Inverse Transform Sampling

Introduction

Inverse transform sampling is a method for generating random numbers from any probability distribution by using its inverse cumulative distribution $F^{-1}(x)$. Recall that the cumulative distribution for a random variable $X$ is $F_X(x) = P(X \leq x)$. In what follows, we assume that our computer can, on demand, generate independent realizations of a random variable $U$ uniformly distributed on $[0,1]$.

Algorithm

Continuous Distributions

Assume we want to generate a random variable $X$ with cumulative distribution function (CDF) $F_X$. The inverse transform sampling algorithm is simple:

Generate $U \sim \text{Unif}(0,1)$
Let $X = F_X^{-1}(U)$.

Then, $X$ will follow the distribution governed by the CDF $F_X$, which was our desired result.

Note that this algorithm works in general but is not always practical. For example, inverting $F_X$ is easy if $X$ is an exponential random variable, but its harder if $X$ is Normal random variable.

Discrete Distributions

Now we will consider the discrete version of the inverse transform method. Assume that $X$ is a discrete random variable such that $P(X = x_i) = p_i$. The algorithm proceeds as follows:

Generate $U \sim \text{Unif}(0,1)$
Determine the index $k$ such that $\sum_{j=1}^{k-1} p_j \leq U < \sum_{j=1}^k p_j$, and return $X = x_k$.

Notice that the second step requires a search.

Why it works ?

The question pops up is that why this method works. Well!, to see this, we will state the followin theorem

Theorem: Let $U$ be a continuous random variable having a standard uniform distribution. That is, $U \sim \operatorname{U}(0,1)$. Then, the random variable

\[X = F_X^{-1}(U)\]

has a probability distribution characterized by the invertible cumulative distribution function $F_X(x)$.

Proof: The cumulative distribution function of the transformation $X = F_X^{-1}(U)$ can be derived as

\[\begin{split} &\hphantom{=} \mathrm{Pr}(X \leq x) \ &= \mathrm{Pr}(F_X^{-1}(U) \leq x) \ &= \mathrm{Pr}(U \leq F_X(x)) \ &= F_X(x) , \end{split}\]

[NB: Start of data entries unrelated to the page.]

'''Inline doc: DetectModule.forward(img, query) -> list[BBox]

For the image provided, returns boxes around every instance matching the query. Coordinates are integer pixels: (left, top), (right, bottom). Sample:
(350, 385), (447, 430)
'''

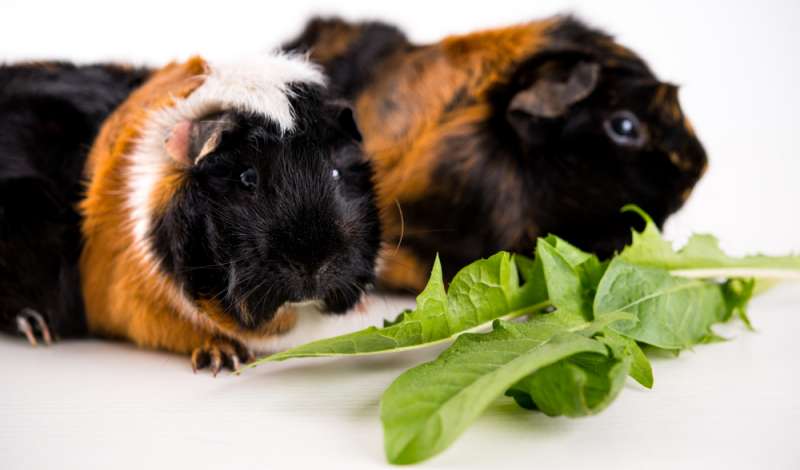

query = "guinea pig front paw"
(17, 308), (53, 347)
(192, 337), (254, 377)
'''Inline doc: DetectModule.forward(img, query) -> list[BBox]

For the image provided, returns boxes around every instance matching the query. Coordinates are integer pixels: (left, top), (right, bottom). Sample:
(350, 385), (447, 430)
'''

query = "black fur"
(151, 85), (380, 328)
(0, 63), (147, 337)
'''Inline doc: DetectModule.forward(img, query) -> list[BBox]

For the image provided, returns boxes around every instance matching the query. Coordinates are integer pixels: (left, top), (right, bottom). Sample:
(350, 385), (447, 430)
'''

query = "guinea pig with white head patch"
(80, 55), (380, 374)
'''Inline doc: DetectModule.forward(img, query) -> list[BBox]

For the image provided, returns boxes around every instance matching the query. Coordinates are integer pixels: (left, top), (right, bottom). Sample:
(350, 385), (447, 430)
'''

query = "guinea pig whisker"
(393, 198), (406, 255)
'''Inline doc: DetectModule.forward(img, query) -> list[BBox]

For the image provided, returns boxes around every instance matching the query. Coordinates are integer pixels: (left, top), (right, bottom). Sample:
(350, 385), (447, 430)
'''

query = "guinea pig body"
(0, 62), (147, 344)
(285, 17), (706, 290)
(80, 56), (380, 372)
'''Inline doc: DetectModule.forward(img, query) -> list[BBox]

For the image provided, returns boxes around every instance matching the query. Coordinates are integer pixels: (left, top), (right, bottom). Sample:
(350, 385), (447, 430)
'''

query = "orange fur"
(81, 58), (253, 353)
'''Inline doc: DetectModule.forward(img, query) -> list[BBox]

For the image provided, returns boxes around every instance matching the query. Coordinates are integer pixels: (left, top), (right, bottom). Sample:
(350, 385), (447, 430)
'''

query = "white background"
(0, 0), (800, 469)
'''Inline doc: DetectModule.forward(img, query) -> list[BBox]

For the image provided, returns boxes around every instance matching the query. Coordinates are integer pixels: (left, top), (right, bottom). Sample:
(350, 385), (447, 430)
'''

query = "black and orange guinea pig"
(80, 55), (380, 373)
(0, 54), (380, 374)
(284, 16), (706, 290)
(0, 62), (148, 344)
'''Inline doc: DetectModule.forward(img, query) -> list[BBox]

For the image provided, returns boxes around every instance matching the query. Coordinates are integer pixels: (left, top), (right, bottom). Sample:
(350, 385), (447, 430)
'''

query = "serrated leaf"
(506, 346), (632, 418)
(619, 206), (800, 279)
(381, 321), (606, 464)
(594, 258), (728, 349)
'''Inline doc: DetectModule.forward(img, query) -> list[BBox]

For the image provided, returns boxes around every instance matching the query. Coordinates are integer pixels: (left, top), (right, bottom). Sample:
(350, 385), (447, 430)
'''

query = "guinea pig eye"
(239, 168), (258, 191)
(603, 111), (645, 147)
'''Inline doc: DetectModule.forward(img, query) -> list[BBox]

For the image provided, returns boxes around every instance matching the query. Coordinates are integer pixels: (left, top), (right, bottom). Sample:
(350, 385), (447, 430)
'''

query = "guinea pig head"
(151, 93), (380, 331)
(494, 21), (707, 255)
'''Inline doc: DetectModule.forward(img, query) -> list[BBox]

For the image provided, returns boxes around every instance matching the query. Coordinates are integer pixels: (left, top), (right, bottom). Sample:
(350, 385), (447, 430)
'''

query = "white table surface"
(0, 0), (800, 470)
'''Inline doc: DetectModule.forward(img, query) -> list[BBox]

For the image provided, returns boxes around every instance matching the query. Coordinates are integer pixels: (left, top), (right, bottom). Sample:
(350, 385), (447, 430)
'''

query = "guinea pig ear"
(330, 100), (362, 142)
(164, 113), (235, 166)
(508, 62), (600, 120)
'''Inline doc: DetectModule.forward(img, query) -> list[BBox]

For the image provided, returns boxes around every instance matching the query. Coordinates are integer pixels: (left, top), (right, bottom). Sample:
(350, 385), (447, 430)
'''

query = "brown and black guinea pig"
(80, 55), (380, 374)
(0, 62), (149, 345)
(284, 16), (707, 290)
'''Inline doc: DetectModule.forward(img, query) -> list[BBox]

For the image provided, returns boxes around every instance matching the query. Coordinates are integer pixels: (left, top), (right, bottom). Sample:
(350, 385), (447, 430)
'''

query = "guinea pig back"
(80, 55), (380, 372)
(285, 17), (706, 290)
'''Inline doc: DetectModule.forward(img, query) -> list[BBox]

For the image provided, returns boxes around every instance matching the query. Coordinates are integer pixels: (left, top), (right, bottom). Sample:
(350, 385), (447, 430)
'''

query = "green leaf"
(598, 326), (653, 388)
(594, 258), (729, 349)
(722, 279), (756, 330)
(249, 252), (545, 367)
(628, 340), (653, 388)
(536, 238), (592, 323)
(506, 346), (632, 418)
(619, 206), (800, 279)
(381, 321), (606, 464)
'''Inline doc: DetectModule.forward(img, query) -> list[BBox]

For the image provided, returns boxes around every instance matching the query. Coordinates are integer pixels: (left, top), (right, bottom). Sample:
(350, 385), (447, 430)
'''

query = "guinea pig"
(80, 55), (380, 374)
(284, 17), (707, 291)
(0, 62), (148, 345)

because the cumulative distribution function of the standard uniform distribution $\mathcal{U}(0,1)$ is

\[U \sim \mathcal{U}(0,1) \quad \Rightarrow \quad F_U(u) = \mathrm{Pr}(U \leq u) = u.\]

Computationally, this method involves computing the quantile function of the distribution — in other words, computing the cumulative distribution function (CDF) of the distribution (which maps a number in the domain to a probability between 0 and 1) and then inverting that function many times. This is the source of the term “inverse” or “inversion” in most of the names for this method. Note that for a discrete distribution, computing the CDF is not in general too difficult: we simply add up the individual probabilities for the various points of the distribution. For a continuous distribution, however, we need to integrate the probability density function (PDF) of the distribution, which is impossible to do analytically for most distributions (including the normal distribution). As a result, this method may be computationally inefficient for many distributions that does not have intractable CDF and other methods are preferred; however, it is a useful method for building more generally applicable samplers such as those based on rejection sampling.

For the normal distribution, the lack of an analytical expression for the corresponding quantile function means that other methods (e.g. the Box–Muller transform) may be computationally favorable. It is often the case that, even for simple distributions, the inverse transform sampling method can be improved on.